Its pretty similar to the one above. SO you have:

$\displaystyle p_{X, Y}(x, y) = \sum_{z=0}^{3-x-y}\frac{3!}{x!y!z!(3-x-y-z)!} \left( \frac{1}{2} \right)^x \left( \frac{1}{12} \right)^y \left( \frac{1}{6} \right)^z \left( \frac{1}{4} \right)^{3-x-y-z}$

$\displaystyle = \sum_{z=0}^{3-x-y} \frac{3!}{x!y!(3-x-y)!} \cdot \frac{(3- x- y)!}{z!(3-x-y-z)!} \left( \frac{1}{2} \right)^x \left( \frac{1}{12} \right)^y \left( \frac{1}{6} \right)^z \left( \frac{1}{4} \right)^{3-x-y-z}$

pull out the non "z" terms

$\displaystyle = \frac{3!}{x!y!(3-x-y)!} \left( \frac{1}{2} \right)^x \left( \frac{1}{12} \right)^y \sum_{z=0}^{3-x-y} \frac{(3- x- y)!}{z!(3-x-y-z)!}\left( \frac{1}{6} \right)^z \left( \frac{1}{4} \right)^{3-x-y-z}$

$\displaystyle = \frac{3!}{x!y!(3-x-y)!} \left( \frac{1}{2} \right)^x \left( \frac{1}{12} \right)^y \sum_{z=0}^{3-x-y} \frac{(3-x-y)!}{z!(3-x-y-z)!}\left( \frac{1}{6} \right)^z \left( \frac{1}{4} \right)^{3-x-y-z}$

you can write $\displaystyle \left(\frac{1}{6}\right)^{z} \left(\frac{1}{4}\right)^{3-x-y-z}$ as:

$\displaystyle \left(\frac{1}{6}\right)^{z} \left(\frac{5}{12} \times \frac{3}{5}\right)^{3-x-y-z}$

$\displaystyle =\left(\frac{1}{6}\right)^{z} \left(\frac{5}{12}\right)^{3-x-y-z}\left(\frac{3}{5}\right)^{3-x-y-z}$

$\displaystyle =\left(\frac{1}{6}\right)^{z} \left(\frac{5}{12}\right)^{3-x-y}\left(\frac{5}{12}\right)^{-z}\left(\frac{3}{5}\right)^{3-x-y-z}$

$\displaystyle =\left(\dfrac{(\frac{1}{6})^z}{(\frac{5}{12})^z} \right)\left(\frac{5}{12}\right)^{3-x-y}\left(\frac{3}{5}\right)^{3-x-y-z}$

$\displaystyle \left(\frac{2}{5}\right)^z\left(\frac{5}{12}\right )^{3-x-y}\left(\frac{3}{5}\right)^{3-x-y-z}$

So,

$\displaystyle p_{X, Y, Z}(x, y, z)= \frac{3!}{x!y!(3-x-y)!} \left( \frac{1}{2} \right)^x \left( \frac{1}{12} \right)^y \left(\frac{5}{12}\right)^{3-x-y}\underbrace{\sum_{z=0}^{3-x-y} \frac{(3-x-y)!}{z!(3-x-y-z)!}\left( \frac{2}{5} \right)^z \left( \frac{3}{5} \right)^{3-x-y-z}}_{\text{This is a Binomial}(3-x-y, 2/5)}$

so then you have a binomial distribution summing up to 1.. and the remaining terms will give a multinomial distribution if you are familiar with it.

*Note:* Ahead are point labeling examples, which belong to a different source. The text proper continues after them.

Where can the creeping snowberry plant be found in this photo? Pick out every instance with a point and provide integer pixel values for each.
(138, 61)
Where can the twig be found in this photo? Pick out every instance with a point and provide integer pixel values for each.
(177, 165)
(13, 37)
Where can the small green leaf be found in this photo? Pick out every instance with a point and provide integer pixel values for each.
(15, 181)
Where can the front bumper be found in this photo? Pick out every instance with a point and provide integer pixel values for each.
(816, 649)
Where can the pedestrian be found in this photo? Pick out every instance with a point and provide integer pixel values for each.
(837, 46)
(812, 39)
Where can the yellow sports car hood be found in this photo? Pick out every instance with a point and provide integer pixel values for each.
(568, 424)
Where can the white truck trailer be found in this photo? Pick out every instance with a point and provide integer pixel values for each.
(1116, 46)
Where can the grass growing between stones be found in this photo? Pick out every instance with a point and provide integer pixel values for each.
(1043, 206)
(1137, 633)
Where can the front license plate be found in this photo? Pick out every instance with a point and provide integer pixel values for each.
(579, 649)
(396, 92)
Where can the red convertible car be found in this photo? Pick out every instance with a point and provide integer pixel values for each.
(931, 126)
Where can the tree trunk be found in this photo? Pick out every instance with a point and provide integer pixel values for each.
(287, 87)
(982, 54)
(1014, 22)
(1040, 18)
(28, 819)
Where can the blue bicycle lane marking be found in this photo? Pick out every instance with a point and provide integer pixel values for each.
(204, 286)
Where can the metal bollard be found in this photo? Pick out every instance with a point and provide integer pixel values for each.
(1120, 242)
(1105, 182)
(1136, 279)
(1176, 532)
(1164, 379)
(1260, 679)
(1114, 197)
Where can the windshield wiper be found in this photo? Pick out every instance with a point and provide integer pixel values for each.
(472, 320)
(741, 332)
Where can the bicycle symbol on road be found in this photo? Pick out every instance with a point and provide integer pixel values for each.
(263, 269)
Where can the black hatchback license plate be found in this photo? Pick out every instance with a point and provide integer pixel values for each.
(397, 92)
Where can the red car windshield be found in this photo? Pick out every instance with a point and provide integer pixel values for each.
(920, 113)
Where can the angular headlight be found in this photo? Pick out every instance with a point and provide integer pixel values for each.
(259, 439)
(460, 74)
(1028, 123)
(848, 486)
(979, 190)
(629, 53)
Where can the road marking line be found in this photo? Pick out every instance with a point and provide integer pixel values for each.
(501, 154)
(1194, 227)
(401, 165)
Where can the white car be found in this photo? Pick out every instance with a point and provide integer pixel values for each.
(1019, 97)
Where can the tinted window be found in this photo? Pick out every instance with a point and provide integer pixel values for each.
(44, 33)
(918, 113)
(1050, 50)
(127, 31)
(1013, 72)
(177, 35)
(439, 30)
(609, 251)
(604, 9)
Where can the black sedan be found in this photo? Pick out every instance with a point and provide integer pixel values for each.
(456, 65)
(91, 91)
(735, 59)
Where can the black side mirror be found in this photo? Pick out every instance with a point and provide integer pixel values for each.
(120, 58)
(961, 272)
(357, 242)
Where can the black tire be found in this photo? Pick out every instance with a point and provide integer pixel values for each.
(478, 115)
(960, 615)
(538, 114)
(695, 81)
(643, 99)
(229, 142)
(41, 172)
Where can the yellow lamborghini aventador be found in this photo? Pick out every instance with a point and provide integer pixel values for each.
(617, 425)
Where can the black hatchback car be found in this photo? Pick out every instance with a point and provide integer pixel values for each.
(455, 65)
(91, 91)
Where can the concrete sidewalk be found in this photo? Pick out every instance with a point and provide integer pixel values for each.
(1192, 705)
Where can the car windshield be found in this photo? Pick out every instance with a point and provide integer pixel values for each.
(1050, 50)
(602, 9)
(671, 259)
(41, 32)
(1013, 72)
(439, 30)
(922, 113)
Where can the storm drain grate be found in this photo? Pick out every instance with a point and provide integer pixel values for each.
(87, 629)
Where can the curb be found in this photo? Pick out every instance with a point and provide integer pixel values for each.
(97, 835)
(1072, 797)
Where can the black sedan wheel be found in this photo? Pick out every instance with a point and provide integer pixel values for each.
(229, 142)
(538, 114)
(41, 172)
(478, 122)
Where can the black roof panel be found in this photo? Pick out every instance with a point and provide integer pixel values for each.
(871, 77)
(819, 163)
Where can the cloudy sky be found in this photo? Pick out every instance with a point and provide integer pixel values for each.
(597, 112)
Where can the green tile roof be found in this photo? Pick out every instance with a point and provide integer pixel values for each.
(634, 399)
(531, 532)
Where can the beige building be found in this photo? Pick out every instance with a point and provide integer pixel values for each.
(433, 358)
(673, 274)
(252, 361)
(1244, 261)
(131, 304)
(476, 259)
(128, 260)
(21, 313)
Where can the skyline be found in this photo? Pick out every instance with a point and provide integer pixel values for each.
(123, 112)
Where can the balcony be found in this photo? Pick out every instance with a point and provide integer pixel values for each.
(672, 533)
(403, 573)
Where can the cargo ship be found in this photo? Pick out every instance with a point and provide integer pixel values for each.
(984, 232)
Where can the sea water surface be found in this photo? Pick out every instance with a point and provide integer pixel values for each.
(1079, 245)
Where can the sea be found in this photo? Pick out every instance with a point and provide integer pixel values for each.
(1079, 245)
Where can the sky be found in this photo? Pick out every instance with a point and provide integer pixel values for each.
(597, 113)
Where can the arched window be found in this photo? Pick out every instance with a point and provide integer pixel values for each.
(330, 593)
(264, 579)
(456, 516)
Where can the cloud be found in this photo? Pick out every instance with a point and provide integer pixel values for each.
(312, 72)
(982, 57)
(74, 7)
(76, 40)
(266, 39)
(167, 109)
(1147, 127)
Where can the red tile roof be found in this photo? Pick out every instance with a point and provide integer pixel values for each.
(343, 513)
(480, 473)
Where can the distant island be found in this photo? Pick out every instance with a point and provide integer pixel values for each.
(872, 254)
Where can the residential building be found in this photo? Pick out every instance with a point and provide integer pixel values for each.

Multinomial distribution - Wikipedia, the free encyclopedia

Re: Marginal of a joint multinomial reduces to a binomial, but how?

Hey man. That is really cool. I think I need to just practise a bit to get it down pat. You are pretty good at this stuff. . . what do you do if you dont mind my asking? I see you are a student. I am doing a neuroscience PhD.

Anyway, thanks again. Jon

Re: Marginal of a joint multinomial reduces to a binomial, but how?

Quote:

Originally Posted by

**Mathsdog** Hey man. That is really cool. I think I need to just practise a bit to get it down pat. You are pretty good at this stuff. . . what do you do if you dont mind my asking? I see you are a student. I am doing a neuroscience PhD.

Anyway, thanks again. Jon

Its all about practice. You'll get better at it. I am studying Biostatistics(MS).